There were several strengths and limitations in this current study. The strengths included the relative comprehensive clinical and laboratory characteristics as well as a fixed time-point of the blood collection. While, there were also several limitations should be noted. First, several types, such as herniation, Schmorl’s node, Modic changes and so on, are included in the IDD, however, only the intervertebral herniation cases were included in the analyses. The melatonin concentrations in different IDD subtypes would help the understanding of the effects of melatonin on IDD incidence and we would like to presenting the melatonin levels in different IDD subtypes. Second, the absence of NP melatonin data weaken the mechanism detection on the effects of melatonin. Third, it was hard to detect the prognosis effect of plasma for the IDD progression without a long-term follow-up. In the advanced clinical studies, the melatonin levels in IDD subtypes, NP tissues and follow-up data would be included in the studies and thus provide more knowledge on the effects of melatonin on IDD incidence and progression.

Conclusions

In conclusion, the plasma melatonin was significantly decreased in the IDD cases and plasma melatonin could be used as a diagnostic biomarker for IDD. Advanced analyses demonstrated that lower plasma melatonin was associated with longer disease duration, elevated disease severity and higher inflammatory cytokines levels in IDD patients.

Funding Statement

No funding exists in this study.

Abbreviations

IDD, intervertebral disc degeneration; LDH, lumbar disc herniation; MRI, magnetic resonance imaging; DM, diabetic mellitus; SD, stand difference; ANOVA, one-way analysis of variance; IL-1β, interleukin-1β; IL6, interleukin-6; TNF-α, tumor necrosis factor-α; BMI, body mass index.

Data Sharing Statement

The datasets used and analyzed during the current study are available from the corresponding author on reasonable request.

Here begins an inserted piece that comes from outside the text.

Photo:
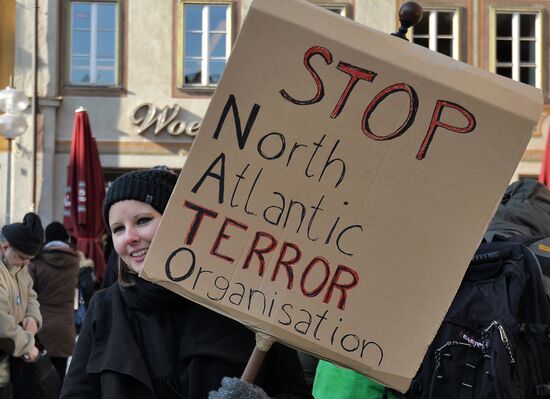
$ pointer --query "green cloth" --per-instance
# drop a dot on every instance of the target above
(333, 382)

Ethics Approval and Consent to Participate

This study protocol was approved by the Ethical Committee of the First Affiliated Hospital of Soochow University (2020-186). The written informed consents were obtained by all IDD cases and healthy volunteers.

Consent for Publication

All authors have approved the final version of the manuscript and consented for publication.

Author Contributions

YXT, YMJ and HLY conceived of the study. YXT, XM, JP, WYH, KCW, HLY acquired samples and/or clinical data. YXT, YMJ, XM, JJS, KCW, HLY performed the statistical analysis. YXT, YMJ, XM, JP, HLY provided analysis and/or interpretation of data. All authors made substantial contributions to conception and design, acquisition of data, or analysis and interpretation of data; took part in drafting the article or revising it critically for important intellectual content; agreed to submit to the current journal; gave final approval of the version to be published; and agree to be accountable for all aspects of the work.

Disclosure

The authors declare that they have no competing interests.